Over the last month, several brands have announced their decision to reduce the ABV of some of their key brands.  Budweiser Draft will reduce from 5% to 4.3%, while Brains are reducing their SA Gold from 4.7% to the same 4.3%.  I’m sure the price will not reduce any however.  The thought in the trade is that they want to compete with the likes of Carling and Fosters, however the change in flavour when losing around 10% of your alcohol content could put as many existing drinkers off the drink as they may attract new ones after the ABV reduction.

Reducing yourself to the lowest common denominator in the market is not a way to improve your beer.  In the case of Budweiser I can see it making little difference, as people buy into the brand of Budweiser, not its distinctive or interesting taste, as it is lacking both.  However with Brains I can see this being a risky move, they do some decent session beers and I hope this does not spread to their other ales.  I’m not against weaker beers as my favoured range is between 3.8% and 4.5%, an ABV typical of the pale beers I favour, but a beer is originally brewed to certain strength, and the reduction makes it a different beer.

While discussing lower ABV in beer, the 50% duty cut for beers under 2.8% kicks in at the start of October, and research from CAMRA shows that 50% of pub goers would like to see a low strength option.  Personally I’m split on this, I’m yet to be convinced you can brew a interesting rich flavoured ale below this level and would probably not select such a product if offered, but if others want the option, then I see no harm, I just don’t think you will get the quality of flavour I look for in a beer.  That said it does mean you can have more than 2 pints while driving, and save around 50p per pint, but I would rather drink quality than quantity and pay that little bit more for it.

It is interesting to note that there is very little incentive for small brewers, who receive duty relief already due to their size, to produce such a product as they would not qualify for this second tranche of relief.  CAMRA are campaigning for this ABV threshold to be raised to 3.5%, an alcohol level I have experienced good beers at, but I have doubts the government will choose to lose even more taxation during times of fiscal problems.

Not widely reported in the press, AB InBev, who are famous for bring you Stella are looking to sell 3 very famous UK ale brands that most ale drinkers will have tried early in their drinking career.  The 3 brands are Bass, Boddingtons and Flowers.  At least one of these beers would have been guaranteed to grace a majority of bars across England ten or fifteen years ago, and I personally drank a lot of Flowers and Boddies before my palette got more discerning.

The asking price for all these is £15m, but so far there have been no offers, with existing brewers considering at least one of these three, Bass, as “yesterdays brand”.  For Bass, this I can agree with to a degree, Flowers to a lesser level.  But Boddingtons is still a brand which could be revitalised with its very strong regional link to Manchester area being the core of its marketing again, as it was successfully during the 1990s.  The beer was one of the best of the “mainstream” ales when brewed in Manchester, although I’ve not tasted one since its move away and deserves to be revitalised.

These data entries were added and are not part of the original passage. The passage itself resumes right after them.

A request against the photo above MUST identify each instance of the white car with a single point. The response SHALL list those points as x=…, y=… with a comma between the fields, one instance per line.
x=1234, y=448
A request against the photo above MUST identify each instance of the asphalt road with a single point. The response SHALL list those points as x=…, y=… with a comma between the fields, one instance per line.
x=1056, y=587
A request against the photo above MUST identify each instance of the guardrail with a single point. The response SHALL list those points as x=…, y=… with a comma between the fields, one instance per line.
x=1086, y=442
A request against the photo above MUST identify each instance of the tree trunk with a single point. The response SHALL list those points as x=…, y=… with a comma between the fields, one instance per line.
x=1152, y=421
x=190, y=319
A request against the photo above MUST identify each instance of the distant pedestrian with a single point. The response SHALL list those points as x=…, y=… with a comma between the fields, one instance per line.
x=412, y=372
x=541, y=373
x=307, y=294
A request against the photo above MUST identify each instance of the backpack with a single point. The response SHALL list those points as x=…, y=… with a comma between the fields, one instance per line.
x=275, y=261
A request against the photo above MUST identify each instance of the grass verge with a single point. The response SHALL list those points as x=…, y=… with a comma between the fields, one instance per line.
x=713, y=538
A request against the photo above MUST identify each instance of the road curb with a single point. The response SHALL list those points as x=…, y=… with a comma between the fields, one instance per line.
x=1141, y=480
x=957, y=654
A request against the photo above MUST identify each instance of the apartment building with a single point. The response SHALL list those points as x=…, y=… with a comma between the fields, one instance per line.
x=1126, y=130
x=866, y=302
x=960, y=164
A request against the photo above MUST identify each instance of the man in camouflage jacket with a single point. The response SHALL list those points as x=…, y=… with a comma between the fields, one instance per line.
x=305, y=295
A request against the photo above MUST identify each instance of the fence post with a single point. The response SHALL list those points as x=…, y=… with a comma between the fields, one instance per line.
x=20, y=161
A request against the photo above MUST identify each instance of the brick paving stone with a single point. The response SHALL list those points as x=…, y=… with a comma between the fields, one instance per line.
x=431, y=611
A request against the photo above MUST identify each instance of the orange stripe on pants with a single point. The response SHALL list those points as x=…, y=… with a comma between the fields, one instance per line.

Little Valley Brewery based above Cragg Vale got the accolade of Beer of the Month for August from respected beer writer Roger Protz for their Python IPA this week.  I’ve seen this beer locally over the last few weeks, but not tried it due to the combination of the 6% ABV and myself driving at the time.  Roger Protz describes the beer as a pale golden beer with citrus and bitter hops dominating, with a finish of butterscotch, malt and spicy hops, of which there are three.  I hope to try this beer when I next see it as it sounds a very interesting beer from a brewery with a very good pedigree.  If it is as good as their other beers I won’t be disappointed.